The source code we are distributing is what we received from Qualcomm, with only the following changes:
The Windows version of Eudora is written in C++. The source tree consists of 8,651 files in 565 folders, taking up 458 MB. There are both production (“Eudora71”) and test (“Sandbox”) versions of the code.
The Macintosh version of Eudora is an entirely different code base and is written in C. The source tree consists of 1,433 files in 47 folders, taking up 69.9 MB.
View License Agreement and Download Source Code
The license for the code allows you to use the code for free, with or without modifications, for personal or commercial use, as long as the copyright notices, the list of conditions, and the disclaimers are retained in the code. The license does NOT allow you to use any of the trademarks or domain names related to Eudora, including Eudora™, www.eudora.com, and www.eudora.org.
Although Eudora became unsupported as of 2006, some of us are in denial and still use it as our primary email client. I have over 350,000 archived messages in the Windows Eudora format going back to 1997, along with 28,000 embedded images and 33,000 saved attachments. I run it with only minor problems under Windows 10.
I know of no other email client that can manage repositories that large and search them so quickly. I spend hours each day using Eudora to read and send email. I can do a complex search for anything in the 20 years of archived email in under a minute.
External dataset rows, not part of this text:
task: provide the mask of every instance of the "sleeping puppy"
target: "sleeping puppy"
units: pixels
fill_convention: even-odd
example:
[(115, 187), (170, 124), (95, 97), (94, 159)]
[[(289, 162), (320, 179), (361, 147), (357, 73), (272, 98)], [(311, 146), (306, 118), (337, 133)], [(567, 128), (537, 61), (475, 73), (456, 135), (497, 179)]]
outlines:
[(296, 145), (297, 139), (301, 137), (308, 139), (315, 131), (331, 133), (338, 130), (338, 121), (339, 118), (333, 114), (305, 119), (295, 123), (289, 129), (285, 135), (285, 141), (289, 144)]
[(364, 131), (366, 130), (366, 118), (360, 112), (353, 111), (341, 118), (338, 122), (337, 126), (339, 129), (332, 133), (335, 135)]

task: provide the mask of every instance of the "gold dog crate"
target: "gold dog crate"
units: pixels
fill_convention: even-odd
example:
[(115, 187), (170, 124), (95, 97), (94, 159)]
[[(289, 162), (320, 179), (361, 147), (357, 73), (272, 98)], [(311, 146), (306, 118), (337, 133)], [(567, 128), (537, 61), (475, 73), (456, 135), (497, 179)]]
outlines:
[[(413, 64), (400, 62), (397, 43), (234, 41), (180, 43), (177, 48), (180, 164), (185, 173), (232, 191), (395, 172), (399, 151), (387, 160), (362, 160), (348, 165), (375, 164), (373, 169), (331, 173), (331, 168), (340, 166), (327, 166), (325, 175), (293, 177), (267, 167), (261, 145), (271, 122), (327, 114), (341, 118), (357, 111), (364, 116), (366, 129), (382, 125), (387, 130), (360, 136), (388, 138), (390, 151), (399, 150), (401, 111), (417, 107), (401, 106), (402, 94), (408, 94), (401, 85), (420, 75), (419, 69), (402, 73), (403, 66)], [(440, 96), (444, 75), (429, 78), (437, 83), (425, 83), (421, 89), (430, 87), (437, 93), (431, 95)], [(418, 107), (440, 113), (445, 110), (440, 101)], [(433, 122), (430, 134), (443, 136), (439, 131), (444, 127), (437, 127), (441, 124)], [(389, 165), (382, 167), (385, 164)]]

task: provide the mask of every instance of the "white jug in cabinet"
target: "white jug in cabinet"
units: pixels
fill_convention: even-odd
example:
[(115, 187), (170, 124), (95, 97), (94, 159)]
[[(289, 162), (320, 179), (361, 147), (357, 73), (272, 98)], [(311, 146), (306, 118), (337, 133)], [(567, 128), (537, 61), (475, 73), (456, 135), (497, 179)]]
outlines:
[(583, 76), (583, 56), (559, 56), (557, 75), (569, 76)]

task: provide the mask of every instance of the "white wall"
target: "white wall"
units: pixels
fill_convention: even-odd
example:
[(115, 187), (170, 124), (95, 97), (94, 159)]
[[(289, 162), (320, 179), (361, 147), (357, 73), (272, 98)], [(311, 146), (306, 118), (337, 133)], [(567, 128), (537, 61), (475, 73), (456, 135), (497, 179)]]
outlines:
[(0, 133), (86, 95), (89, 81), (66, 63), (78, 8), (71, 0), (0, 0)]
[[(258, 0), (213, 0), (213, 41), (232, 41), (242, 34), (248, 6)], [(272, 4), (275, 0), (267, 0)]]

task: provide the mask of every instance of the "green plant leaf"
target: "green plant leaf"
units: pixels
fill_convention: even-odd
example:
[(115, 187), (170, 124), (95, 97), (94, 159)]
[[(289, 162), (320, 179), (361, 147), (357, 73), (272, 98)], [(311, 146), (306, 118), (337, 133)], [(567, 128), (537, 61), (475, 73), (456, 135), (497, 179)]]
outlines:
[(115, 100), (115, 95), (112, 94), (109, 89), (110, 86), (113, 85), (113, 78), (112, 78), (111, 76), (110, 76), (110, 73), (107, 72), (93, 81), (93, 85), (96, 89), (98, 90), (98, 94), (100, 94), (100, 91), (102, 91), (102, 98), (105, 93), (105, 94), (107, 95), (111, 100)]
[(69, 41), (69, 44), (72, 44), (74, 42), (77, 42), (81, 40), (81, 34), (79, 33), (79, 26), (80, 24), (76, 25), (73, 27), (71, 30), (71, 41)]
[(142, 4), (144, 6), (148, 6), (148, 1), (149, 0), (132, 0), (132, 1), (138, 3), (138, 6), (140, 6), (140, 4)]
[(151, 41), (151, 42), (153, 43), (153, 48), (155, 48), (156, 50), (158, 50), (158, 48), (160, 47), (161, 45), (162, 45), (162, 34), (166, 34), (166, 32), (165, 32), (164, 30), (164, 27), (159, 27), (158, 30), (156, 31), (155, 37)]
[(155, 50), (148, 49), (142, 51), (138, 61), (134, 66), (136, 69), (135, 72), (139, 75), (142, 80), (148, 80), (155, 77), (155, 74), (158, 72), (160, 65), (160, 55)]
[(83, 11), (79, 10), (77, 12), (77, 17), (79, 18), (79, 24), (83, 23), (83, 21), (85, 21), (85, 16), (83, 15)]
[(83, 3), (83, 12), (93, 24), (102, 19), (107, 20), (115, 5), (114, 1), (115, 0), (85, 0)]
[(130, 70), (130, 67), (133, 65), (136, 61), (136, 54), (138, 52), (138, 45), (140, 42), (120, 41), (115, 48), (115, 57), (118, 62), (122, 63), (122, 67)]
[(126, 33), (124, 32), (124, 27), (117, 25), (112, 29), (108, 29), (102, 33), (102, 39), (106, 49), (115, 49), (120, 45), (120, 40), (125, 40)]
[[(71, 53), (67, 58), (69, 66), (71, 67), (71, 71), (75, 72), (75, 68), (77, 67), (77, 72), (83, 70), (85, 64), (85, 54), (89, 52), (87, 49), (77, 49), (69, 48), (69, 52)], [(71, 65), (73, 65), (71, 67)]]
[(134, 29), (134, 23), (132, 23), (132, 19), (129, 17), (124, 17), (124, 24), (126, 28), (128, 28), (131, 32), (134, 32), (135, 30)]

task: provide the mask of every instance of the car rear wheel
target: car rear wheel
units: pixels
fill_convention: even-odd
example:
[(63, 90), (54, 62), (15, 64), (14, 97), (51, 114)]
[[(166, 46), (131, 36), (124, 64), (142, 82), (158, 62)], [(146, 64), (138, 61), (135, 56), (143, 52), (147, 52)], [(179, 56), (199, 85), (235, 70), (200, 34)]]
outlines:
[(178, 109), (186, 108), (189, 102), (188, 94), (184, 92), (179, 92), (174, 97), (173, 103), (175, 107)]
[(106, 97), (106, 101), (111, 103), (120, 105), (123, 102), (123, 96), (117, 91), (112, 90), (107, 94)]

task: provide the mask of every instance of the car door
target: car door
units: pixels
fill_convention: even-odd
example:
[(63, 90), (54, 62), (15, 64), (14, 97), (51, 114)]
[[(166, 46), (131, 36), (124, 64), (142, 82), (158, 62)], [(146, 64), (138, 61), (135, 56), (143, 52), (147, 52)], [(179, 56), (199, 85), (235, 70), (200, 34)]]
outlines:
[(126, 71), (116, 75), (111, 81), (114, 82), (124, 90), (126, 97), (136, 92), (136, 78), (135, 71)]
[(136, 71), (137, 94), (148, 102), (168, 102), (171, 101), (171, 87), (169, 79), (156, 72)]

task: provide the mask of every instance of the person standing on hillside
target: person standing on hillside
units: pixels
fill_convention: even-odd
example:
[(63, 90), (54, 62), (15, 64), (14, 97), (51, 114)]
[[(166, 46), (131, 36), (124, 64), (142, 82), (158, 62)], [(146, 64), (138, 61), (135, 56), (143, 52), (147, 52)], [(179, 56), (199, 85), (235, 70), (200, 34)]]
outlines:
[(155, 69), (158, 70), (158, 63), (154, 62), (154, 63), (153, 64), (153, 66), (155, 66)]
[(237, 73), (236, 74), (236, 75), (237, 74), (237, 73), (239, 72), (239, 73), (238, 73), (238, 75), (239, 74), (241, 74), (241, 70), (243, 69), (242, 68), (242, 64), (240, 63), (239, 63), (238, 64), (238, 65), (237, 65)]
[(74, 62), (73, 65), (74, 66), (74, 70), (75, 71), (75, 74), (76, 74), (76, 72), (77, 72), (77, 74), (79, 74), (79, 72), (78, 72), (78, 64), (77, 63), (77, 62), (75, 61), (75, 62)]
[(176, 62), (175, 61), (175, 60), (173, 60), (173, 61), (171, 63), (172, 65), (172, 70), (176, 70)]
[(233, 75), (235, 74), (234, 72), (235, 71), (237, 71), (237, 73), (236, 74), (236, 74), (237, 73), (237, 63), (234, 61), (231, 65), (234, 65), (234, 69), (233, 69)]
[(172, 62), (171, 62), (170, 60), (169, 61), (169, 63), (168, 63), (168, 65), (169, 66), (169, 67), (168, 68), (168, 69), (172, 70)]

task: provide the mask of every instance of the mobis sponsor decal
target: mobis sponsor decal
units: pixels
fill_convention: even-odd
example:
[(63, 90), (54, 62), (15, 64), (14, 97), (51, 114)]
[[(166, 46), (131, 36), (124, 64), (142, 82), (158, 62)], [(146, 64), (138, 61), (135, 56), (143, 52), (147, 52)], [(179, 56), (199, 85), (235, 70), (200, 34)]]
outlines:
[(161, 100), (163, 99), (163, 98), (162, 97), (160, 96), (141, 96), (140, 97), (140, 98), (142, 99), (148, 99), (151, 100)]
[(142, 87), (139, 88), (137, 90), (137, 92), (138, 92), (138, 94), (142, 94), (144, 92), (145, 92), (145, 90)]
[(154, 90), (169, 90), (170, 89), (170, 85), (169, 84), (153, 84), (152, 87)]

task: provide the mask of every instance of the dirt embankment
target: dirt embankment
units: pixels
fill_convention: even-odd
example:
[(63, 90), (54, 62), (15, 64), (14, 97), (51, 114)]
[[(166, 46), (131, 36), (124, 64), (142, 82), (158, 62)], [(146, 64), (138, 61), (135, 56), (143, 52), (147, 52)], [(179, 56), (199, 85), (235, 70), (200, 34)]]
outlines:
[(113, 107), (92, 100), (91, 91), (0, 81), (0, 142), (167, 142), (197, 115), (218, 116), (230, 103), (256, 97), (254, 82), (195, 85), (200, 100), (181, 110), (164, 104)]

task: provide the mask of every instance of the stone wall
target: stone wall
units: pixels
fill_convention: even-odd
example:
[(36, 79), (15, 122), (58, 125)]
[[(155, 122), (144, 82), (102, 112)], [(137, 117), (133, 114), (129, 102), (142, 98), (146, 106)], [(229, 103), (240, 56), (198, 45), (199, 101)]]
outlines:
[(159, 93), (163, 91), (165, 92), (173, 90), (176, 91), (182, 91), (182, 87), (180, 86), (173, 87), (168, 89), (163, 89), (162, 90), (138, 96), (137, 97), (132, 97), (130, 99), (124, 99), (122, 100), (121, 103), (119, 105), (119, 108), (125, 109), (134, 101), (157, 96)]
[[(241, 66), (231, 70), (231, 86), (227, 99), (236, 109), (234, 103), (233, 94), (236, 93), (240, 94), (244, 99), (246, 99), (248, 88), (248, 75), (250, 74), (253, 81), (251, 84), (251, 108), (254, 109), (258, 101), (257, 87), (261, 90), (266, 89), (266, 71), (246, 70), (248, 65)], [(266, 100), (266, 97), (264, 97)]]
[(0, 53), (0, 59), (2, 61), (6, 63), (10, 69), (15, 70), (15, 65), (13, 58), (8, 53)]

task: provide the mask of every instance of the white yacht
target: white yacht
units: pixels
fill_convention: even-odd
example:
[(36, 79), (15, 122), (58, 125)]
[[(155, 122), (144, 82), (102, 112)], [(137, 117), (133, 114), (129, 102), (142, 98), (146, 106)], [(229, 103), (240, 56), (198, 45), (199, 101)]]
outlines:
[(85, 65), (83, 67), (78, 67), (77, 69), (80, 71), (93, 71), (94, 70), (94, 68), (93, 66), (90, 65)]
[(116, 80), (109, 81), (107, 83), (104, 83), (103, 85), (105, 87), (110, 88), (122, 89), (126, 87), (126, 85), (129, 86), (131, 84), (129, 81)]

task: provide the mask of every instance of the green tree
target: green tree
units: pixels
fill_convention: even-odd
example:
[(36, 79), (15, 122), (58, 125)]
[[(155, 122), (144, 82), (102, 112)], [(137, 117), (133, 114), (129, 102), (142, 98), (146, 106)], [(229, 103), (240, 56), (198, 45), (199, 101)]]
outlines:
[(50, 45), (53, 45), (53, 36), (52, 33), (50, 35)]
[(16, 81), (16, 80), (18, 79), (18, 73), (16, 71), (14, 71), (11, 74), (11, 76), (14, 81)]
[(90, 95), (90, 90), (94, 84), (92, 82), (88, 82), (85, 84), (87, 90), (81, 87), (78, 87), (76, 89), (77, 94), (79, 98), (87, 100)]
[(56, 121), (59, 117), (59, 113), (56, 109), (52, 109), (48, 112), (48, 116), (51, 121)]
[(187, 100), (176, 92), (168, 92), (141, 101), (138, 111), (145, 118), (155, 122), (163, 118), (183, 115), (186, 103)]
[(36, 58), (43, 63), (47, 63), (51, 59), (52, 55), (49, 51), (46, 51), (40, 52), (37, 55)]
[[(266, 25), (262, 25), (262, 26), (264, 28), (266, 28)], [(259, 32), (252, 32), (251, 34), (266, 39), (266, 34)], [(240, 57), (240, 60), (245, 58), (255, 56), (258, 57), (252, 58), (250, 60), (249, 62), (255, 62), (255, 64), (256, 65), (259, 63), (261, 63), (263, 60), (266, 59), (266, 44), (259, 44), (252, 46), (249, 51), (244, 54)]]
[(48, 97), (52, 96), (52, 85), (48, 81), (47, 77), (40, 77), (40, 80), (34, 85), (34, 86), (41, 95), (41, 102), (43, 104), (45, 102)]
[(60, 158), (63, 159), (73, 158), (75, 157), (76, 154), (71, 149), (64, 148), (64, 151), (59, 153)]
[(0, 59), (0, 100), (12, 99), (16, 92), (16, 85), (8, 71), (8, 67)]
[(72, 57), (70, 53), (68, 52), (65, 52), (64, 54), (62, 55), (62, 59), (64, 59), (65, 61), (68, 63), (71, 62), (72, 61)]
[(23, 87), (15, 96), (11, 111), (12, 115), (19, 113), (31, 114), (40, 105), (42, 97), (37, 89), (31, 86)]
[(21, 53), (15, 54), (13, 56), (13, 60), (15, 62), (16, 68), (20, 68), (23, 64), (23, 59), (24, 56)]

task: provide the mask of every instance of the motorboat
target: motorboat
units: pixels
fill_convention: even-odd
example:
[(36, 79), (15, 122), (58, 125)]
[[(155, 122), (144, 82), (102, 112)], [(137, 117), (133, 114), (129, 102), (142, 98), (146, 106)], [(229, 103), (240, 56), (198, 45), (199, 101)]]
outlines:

It will be a sad day when I have to give it up.
Are there others like me? We have no way of knowing how large the community of current Eudora users is. If you would like to contribute to a short informal poll about your current and past Eudora usage, please fill out the survey here.
Are you a Eudora user, past or present? Participate in our survey!
[Flash: see the section at the end for preliminary survey results.]
I do hope that someone, or some group, or some company, will adopt the Windows Eudora source code and revive it as a supported program. The Computer History Museum cannot do that. Only the Eudora fan base can.
It won’t be easy. The tasks in reviving the Windows version include replacing several third-party libraries for isolated tasks, like spell-checking. The HTML rendering engine should be replaced with something more modern. The handling of Unicode and other special character encoding needs to be improved.
Also, the Windows version uses a Qualcomm-modified version of RogueWave Software’s Stingray package of extensions to MFC, the Microsoft Foundation Class library for C++. After more than three years of discussion, we finally secured an agreement with RogueWave, giving us permission to distribute a binary linkable library compiled from the 20-year-old source code, but only for noncommercial use. That library is not currently part of this release, but we will build and distribute it if there is credible interest in rebuilding a noncommercial Windows version of Eudora. But it will take some effort to make the changes to the RogueWave source code necessary to compile it in a modern development environment, and we could use help in doing that.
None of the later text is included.